The Epiphany of Isis in The Metamorphoses — Lucius Apuleius

For millennia, the divine feminine has been fractured by patriarchal systems that sought to dismantle and disperse its power. The singular, encompassing presence of the Neolithic Great Goddess was not merely abandoned but deliberately fragmented; her attributes were divided among multiple deities, each carrying only a fraction of her original significance. This project is an act of visual resistance, a reweaving of what was severed, a retrieval of what was obscured.
Mirionima is a photography and mixed-media project that draws its title from the many epithets given to the Great Goddesses of antiquity — figures like Tanit, Isis, and the Great Goddess of Old Europe. The project is grounded in lens-based documentation of classical sculptures housed at the National Archaeological Museum of Naples and other institutions in Southern Italy.
The photograph is not the final object, though: through analog interventions upon the printed images, I inscribe new layers of meaning onto these figures: torn paper, layered textures, and red ink become visual echoes of silencing—a record of the violence that sought to erase an alternative understanding of power. Intervening on these representations with stitching and manual repairs is an act of restoring coherence to something systematically broken apart. I challenge the historical objectification of these figures, re-imagining them as vessels of agency, defiance, and continuity.
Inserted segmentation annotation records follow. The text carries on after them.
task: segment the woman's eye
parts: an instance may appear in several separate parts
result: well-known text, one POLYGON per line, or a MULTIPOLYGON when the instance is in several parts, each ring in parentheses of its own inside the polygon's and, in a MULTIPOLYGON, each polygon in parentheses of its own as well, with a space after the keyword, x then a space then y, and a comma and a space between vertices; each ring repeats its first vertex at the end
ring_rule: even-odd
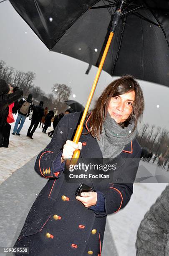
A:
POLYGON ((129 101, 128 102, 128 105, 130 105, 130 106, 132 106, 132 104, 131 102, 130 102, 130 101, 129 101))

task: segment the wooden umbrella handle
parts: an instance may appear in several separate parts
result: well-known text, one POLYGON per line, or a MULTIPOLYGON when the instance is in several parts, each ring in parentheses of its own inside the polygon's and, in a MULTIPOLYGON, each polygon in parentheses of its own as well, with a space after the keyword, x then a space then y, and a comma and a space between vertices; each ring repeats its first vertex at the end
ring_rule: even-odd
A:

At its core, the project is driven by a question that has lingered beneath the surface of my consciousness for years, emerging with urgency after becoming a mother and confronting the challenges imposed by a society designed for men: what might the world look like if, instead of venerating male, paternal deities, we had continued to revere a female, maternal goddess, one who governs the cycles of birth, life, death, and rebirth in harmony with nature? How might this paradigm have reshaped women’s self-perception, their roles in society, and the balance of power between genders?
Mirionima is not an attempt to reconstruct an idealized past, but to carve out a space for imagining alternative futures. It is a visual manifesto of the divine feminine that refuses to be silenced—an invitation to resist, reclaim, and restore what has been lost.